Among the 14 million photographs, drawings and prints currently housed in the Library's Prints and Photographs Division are more than 100,000 artists' prints. With a power and immediacy unique to visual communication, these creative works provide a panoramic view of human history and culture from the 15th century to the present day. Many of these works can be accessed on the Library's Prints and Photographs Online Catalog at www.loc.gov/rr/print/catalog.html.
The collection is international in scope, with extensive holdings of works by American, European, Latin American and Japanese artists. Major creative and intellectual movements are richly represented by many of the artists who helped define them. Some notable examples include Renaissance printmakers Albrecht Dürer and Ugo Da Carpi; French impressionists Mary Cassatt and Edgar Degas; Harlem Renaissance artists James Lesesne Wells and Hale Woodruff, Mexican muralist/printmakers Diego Rivera and José Clemente Orozco, German expressionists Max Beckmann and Ernst Ludwig Kirchner; American social realists Isabel Bishop and Reginald Marsh, and abstract expressionist printmakers Stanley William Hayter and Sylvia Wald, to name a few.
Since the late 1920s, the Library's Prints and Photographs Division has actively collected works by contemporary artists. Acquisitions in recent decades include works by an international roster of artists, among them Jiří Anderle, Yuri Avvakumov, Romare Bearden, Robert Blackburn, Louise Bourgeouise, Enrique Chagoya, Ester Hernandez, Hung Liu, William Kentridge, Robert Rauschenberg, Keiji Shinohara, Kiki Smith and Tanja Softić.

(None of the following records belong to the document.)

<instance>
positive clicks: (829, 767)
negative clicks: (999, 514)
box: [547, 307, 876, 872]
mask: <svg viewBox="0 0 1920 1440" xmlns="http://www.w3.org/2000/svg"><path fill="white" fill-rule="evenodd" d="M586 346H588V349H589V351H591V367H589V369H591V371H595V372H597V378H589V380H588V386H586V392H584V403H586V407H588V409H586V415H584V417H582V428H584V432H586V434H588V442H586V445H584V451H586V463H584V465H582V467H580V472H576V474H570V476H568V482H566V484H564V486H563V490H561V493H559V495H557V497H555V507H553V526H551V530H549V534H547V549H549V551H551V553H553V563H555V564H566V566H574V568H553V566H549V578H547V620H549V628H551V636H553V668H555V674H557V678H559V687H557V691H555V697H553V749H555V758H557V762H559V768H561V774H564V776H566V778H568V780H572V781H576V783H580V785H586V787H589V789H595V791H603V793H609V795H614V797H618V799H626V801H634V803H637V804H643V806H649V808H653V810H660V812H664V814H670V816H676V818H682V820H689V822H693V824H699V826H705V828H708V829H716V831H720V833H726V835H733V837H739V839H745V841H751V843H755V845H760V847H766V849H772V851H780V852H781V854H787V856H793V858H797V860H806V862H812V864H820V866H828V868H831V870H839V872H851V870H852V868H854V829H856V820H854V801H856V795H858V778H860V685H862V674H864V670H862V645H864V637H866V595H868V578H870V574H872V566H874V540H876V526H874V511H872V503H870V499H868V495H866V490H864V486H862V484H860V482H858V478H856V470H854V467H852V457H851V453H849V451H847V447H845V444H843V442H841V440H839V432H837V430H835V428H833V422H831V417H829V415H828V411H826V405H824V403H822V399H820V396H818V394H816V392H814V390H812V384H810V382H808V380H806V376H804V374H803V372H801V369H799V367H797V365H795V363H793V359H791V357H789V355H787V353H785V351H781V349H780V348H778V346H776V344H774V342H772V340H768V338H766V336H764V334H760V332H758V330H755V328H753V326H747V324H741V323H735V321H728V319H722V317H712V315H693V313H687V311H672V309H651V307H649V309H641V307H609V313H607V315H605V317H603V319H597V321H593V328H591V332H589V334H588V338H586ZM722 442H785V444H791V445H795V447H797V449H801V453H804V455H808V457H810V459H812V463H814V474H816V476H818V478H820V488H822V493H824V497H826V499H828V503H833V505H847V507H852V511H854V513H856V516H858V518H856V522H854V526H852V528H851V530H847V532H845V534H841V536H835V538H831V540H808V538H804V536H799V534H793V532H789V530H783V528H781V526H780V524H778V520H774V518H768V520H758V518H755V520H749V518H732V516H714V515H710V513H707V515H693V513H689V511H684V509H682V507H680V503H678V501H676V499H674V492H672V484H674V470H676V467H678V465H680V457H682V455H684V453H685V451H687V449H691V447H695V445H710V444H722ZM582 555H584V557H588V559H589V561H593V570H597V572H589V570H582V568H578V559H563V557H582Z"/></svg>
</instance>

Japanese art has long been celebrated, collected and studied by both private collectors and public institutions, and widely disseminated in galleries, exhibitions and catalogs. It has been a primary source of inspiration and creative cross-fertilization for artists in many parts of the world, including Europe and America. The Library's collections reflect this history. Though many schools, traditions and genres are represented among the more than 2,500 Japanese prints in the collection, color woodblocks from the Edo period are a particular strength, especially by such masters of the genre as Hishikawa Moronobu, Okumura Masanobu, Kitagawa Utamaro, Tōshūsai Sharaku, Katsushika Hokusai, Utagawa Hiroshige and Utagawa Kunisada. Selections from the Library's holdings of Edo prints and illustrated books were exhibited in the 2001 exhibition, "The Floating World of Ukiyo-e." The Library has also collected Japanese prints by many artists from both the New Prints and Creative Prints movements.
Many of the Library's Japanese prints were acquired from a host of primarily 19th-century donors and collectors, including Supreme Court Justice Oliver Wendell Holmes, President William Howard Taft, Washington Evening Star editor Crosby Stuart Noyes and artist Helen Hyde. Collector Emily Crane Chadbourne donated her collection of some 180 Japanese prints from the Meiji period (1868–1912). Many of these depicted Western people and subjects, reflecting new trade agreements beginning in the 1850s that triggered an unprecedented flow of travelers and material culture between Japan and the West. Curators and specialists at the Library continued to acquire modern Japanese prints from the 1920s to 1960s, as well as a small number of contemporary works through the 1990s, now updated to the 21st century by the recent gift of prints from the 50th CWAJ Print Show.